A ‘Ferguson effect’ occurs when security officers become reluctant to police because of the vitriol they might provoke (Heather Mac Donald, “Rise in Crime Is a Reason to Fear Anti-Police Rhetoric”, New York Times, June 4, 2015). Security people who would normally act in a given situation choose instead to back off for fear of having their encounters become worldwide video sensations (Scott Johnson, “[FBI Director James] Comey, complete and unexpurgated”, powerline, October 25, 2015).

In America, white-hot criticism of police in the wake of highly publicized accusations of police brutality makes police hesitate. That hesitation, the Director of the FBI believes, leads to an increase in violent crime (ibid).

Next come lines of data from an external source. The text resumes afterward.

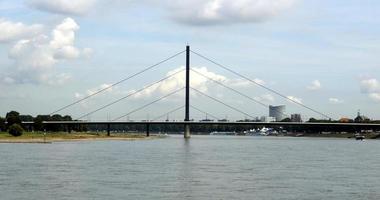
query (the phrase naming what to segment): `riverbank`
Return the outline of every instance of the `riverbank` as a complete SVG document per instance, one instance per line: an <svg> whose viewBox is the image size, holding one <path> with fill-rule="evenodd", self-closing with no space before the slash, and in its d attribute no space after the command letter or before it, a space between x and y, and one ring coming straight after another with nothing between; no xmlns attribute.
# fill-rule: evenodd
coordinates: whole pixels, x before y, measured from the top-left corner
<svg viewBox="0 0 380 200"><path fill-rule="evenodd" d="M193 135L208 135L205 133L193 133ZM379 133L363 133L366 139L380 139ZM278 135L279 137L320 137L320 138L354 138L353 133L293 133ZM0 143L53 143L75 141L106 141L106 140L149 140L165 138L166 135L151 135L145 133L112 133L107 136L105 132L25 132L22 136L14 137L7 132L0 132Z"/></svg>
<svg viewBox="0 0 380 200"><path fill-rule="evenodd" d="M361 133L366 139L380 139L379 133ZM286 136L294 137L322 137L322 138L355 138L354 133L294 133Z"/></svg>
<svg viewBox="0 0 380 200"><path fill-rule="evenodd" d="M107 136L107 133L46 133L43 132L26 132L22 136L14 137L9 133L0 132L0 143L52 143L52 142L70 142L70 141L101 141L101 140L147 140L162 138L163 136L153 135L146 137L145 133L123 134L115 133Z"/></svg>
<svg viewBox="0 0 380 200"><path fill-rule="evenodd" d="M235 133L231 132L236 136L246 136L243 133ZM192 133L192 135L210 135L210 133L207 132L196 132ZM380 133L379 132L368 132L368 133L360 133L360 135L363 135L366 139L380 139ZM355 133L348 133L348 132L322 132L322 133L304 133L304 132L288 132L288 133L281 133L281 134L270 134L268 136L276 136L276 137L319 137L319 138L348 138L348 139L355 139ZM255 137L255 136L253 136ZM261 136L260 136L261 137Z"/></svg>

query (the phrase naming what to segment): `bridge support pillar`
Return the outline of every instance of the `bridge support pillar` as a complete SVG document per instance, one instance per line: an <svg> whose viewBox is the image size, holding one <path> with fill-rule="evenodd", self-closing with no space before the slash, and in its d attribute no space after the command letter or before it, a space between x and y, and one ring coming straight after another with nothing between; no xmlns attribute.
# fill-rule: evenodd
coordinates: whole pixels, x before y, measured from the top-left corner
<svg viewBox="0 0 380 200"><path fill-rule="evenodd" d="M107 124L107 136L111 136L111 124Z"/></svg>
<svg viewBox="0 0 380 200"><path fill-rule="evenodd" d="M71 133L71 125L67 125L67 132Z"/></svg>
<svg viewBox="0 0 380 200"><path fill-rule="evenodd" d="M184 136L185 139L188 139L188 138L191 137L191 134L190 134L190 125L189 124L185 125L185 132L184 132L183 136Z"/></svg>
<svg viewBox="0 0 380 200"><path fill-rule="evenodd" d="M146 136L150 136L150 124L146 124Z"/></svg>

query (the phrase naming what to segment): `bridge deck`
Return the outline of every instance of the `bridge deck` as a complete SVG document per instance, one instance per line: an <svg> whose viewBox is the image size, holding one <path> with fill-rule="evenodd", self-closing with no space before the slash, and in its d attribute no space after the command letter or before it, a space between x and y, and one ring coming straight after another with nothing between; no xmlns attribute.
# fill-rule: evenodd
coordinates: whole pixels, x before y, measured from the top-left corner
<svg viewBox="0 0 380 200"><path fill-rule="evenodd" d="M34 124L34 122L22 122L23 124ZM196 122L196 121L44 121L43 124L62 125L91 125L91 124L168 124L168 125L252 125L252 126L336 126L336 127L380 127L374 123L312 123L312 122Z"/></svg>

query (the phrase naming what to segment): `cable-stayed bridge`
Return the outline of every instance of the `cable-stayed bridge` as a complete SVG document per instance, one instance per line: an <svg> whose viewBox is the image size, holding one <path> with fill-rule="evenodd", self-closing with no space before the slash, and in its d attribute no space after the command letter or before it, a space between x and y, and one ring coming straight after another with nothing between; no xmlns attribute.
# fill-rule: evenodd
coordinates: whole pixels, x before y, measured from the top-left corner
<svg viewBox="0 0 380 200"><path fill-rule="evenodd" d="M229 121L225 121L225 120L220 120L218 117L215 117L215 115L212 115L210 113L208 113L207 111L203 111L201 109L199 109L198 107L192 105L190 103L190 92L194 92L198 95L201 95L205 98L208 98L210 99L211 101L217 103L217 104L221 104L223 105L224 107L228 108L228 109L231 109L231 110L234 110L238 113L241 113L243 114L244 116L247 116L249 118L252 118L254 119L255 117L250 114L248 111L245 111L245 110L242 110L242 109L239 109L233 105L230 105L228 103L226 103L223 99L218 99L217 97L214 97L210 94L207 94L206 92L203 92L197 88L194 88L191 86L190 84L190 80L191 80L191 74L197 74L239 96L241 96L242 98L246 99L246 100L249 100L250 102L254 103L254 104L257 104L257 105L260 105L260 106L263 106L265 108L268 108L269 105L255 99L254 97L250 96L249 94L245 93L245 92L241 92L237 89L234 89L233 87L227 85L226 83L223 83L222 81L219 81L213 77L210 77L200 71L198 71L197 69L195 68L191 68L191 64L190 64L190 56L191 55L194 55L194 56L197 56L201 59L203 59L204 61L207 61L209 63L212 63L213 65L229 72L229 73L232 73L238 77L240 77L242 80L245 80L251 84L254 84L258 87L261 87L263 88L264 90L280 97L280 98L283 98L287 101L290 101L292 103L294 103L295 105L305 109L305 110L308 110L308 111L311 111L319 116L321 116L322 118L324 119L330 119L331 120L331 117L326 114L326 113L323 113L321 111L318 111L317 109L315 108L312 108L304 103L300 103L292 98L289 98L287 95L277 91L277 90L274 90L268 86L265 86L263 84L261 84L260 82L257 82L255 81L254 79L251 79L250 77L248 76L245 76L233 69L231 69L230 67L227 67L223 64L220 64L219 62L211 59L211 58L208 58L206 56L204 56L203 54L199 53L199 52L196 52L196 51L192 51L190 49L190 46L187 46L186 47L186 50L183 50L183 51L180 51L168 58L165 58L151 66L148 66L144 69L142 69L141 71L137 72L137 73L134 73L122 80L119 80L101 90L98 90L88 96L85 96L77 101L74 101L70 104L67 104L65 106L62 106L60 107L59 109L51 112L49 115L54 115L54 114L58 114L59 112L61 111L64 111L70 107L73 107L83 101L86 101L87 99L90 99L90 98L93 98L95 97L96 95L99 95L101 93L104 93L105 91L113 88L113 87L116 87L117 85L120 85L128 80L131 80L133 78L136 78L137 76L140 76L140 75L143 75L144 73L148 72L149 70L152 70L154 68L157 68L159 67L161 64L163 63L166 63L168 62L169 60L172 60L180 55L183 55L185 54L186 55L186 67L185 69L182 69L182 70L178 70L162 79L159 79L155 82L152 82L148 85L146 85L145 87L142 87L141 89L138 89L138 90L135 90L119 99L116 99L114 101L111 101L105 105L101 105L97 108L94 108L92 111L90 112L87 112L87 113L83 113L82 115L78 116L75 118L74 121L44 121L43 124L46 124L46 125L49 125L49 124L60 124L60 125L66 125L68 127L72 127L74 125L91 125L91 124L99 124L99 125L106 125L107 126L107 131L108 131L108 134L110 134L110 130L111 130L111 125L114 125L114 124L125 124L125 125L130 125L130 124L139 124L139 125L145 125L146 126L146 132L147 132L147 135L149 135L149 130L150 130L150 125L156 125L156 124L171 124L171 125L183 125L184 126L184 137L185 138L189 138L190 137L190 131L191 131L191 126L195 126L195 125L264 125L264 126L304 126L304 127L323 127L323 126L326 126L326 127L349 127L349 128L352 128L353 130L364 130L364 129L379 129L380 128L380 124L365 124L365 123L329 123L329 122L326 122L326 123L299 123L299 122L252 122L252 121L237 121L237 122L229 122ZM158 97L157 99L149 102L149 103L146 103L140 107L137 107L135 109L132 109L130 110L129 112L123 114L123 115L120 115L116 118L113 118L111 120L107 120L107 121L85 121L83 119L85 119L86 117L88 116L91 116L92 114L95 114L97 112L100 112L106 108L109 108L111 106L114 106L115 104L123 101L123 100L126 100L128 98L131 98L135 95L138 95L139 93L145 91L145 90L148 90L154 86L157 86L158 84L178 75L179 73L183 73L185 72L185 85L181 88L176 88L174 89L173 91L170 91L168 92L167 94L163 95L163 96L160 96ZM151 105L154 105L156 103L158 103L159 101L162 101L163 99L166 99L166 98L169 98L175 94L178 94L180 92L184 92L185 93L185 99L184 99L184 105L182 106L179 106L179 107L176 107L176 108L173 108L172 110L169 110L167 111L167 113L164 113L152 120L145 120L145 121L122 121L122 119L125 119L125 117L133 114L133 113L136 113L140 110L143 110L144 108L148 107L148 106L151 106ZM190 118L190 108L198 111L198 112L201 112L201 113L205 113L207 116L211 116L213 118L215 118L216 120L218 121L199 121L199 122L196 122L196 121L192 121L191 118ZM159 121L159 119L161 119L162 117L164 116L167 116L171 113L174 113L174 112L178 112L180 110L184 110L184 120L182 121ZM282 115L282 116L289 116L287 115L286 113L282 113L281 111L276 111L276 112L280 112L278 114ZM24 122L24 124L29 124L29 125L32 125L33 122ZM68 128L69 130L70 128Z"/></svg>

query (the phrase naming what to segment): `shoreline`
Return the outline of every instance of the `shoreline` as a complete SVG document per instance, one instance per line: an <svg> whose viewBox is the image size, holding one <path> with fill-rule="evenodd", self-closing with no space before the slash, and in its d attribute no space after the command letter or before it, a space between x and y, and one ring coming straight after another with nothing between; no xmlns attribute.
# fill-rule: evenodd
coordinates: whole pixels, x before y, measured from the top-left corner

Those who—like the FBI Director—argue that crime has increased in the US because of a ‘Ferguson effect’, say that that increase occurs because police officers have become less aggressive (ibid). They back off when they shouldn’t.

Israel behaves the same way towards Arab terrorists. For example, Israel implemented more restrictive rules of engagement for the IDF just as Arab rioting began to increase (“New IDF Rules of Engagement: Israeli Troops Must Fire in the Air When Engaging Terrorists”, Jewsnews, August 13, 2015).  Israel did this hoping to avoid ‘worldwide video sensations’ that claim to show IDF brutality and racism (Noam Amir, “Israeli combat troops react angrily to new rules of engagement in West Bank”, Jerusalem Post, August 12, 2015).

One month after the IDF backed off,  terror attacks increased. We’re still living with that increased terrorism today. Has Israel become ‘Ferguson-ized’?

Israel has a problem. Israel isn’t Ferguson, Missouri. Israel faces genocide—a barbaric passion to erase all Jews from Israel (“Hamas cleric:  “Our belief about fighting you [Jews] is that we will exterminate you”, pmw, July 24, 2014).

Israel has a ‘Responsibility to Protect’ its Jewish population. Bringing a ‘Ferguson’ mentality to genocidal terror attacks doesn’t help Israel. It helps the terrorists.


Israel has to protect us. It has a ‘Responsibility to Protect’ us against genocide. It has an obligation to fight that genocide—and to prevent it.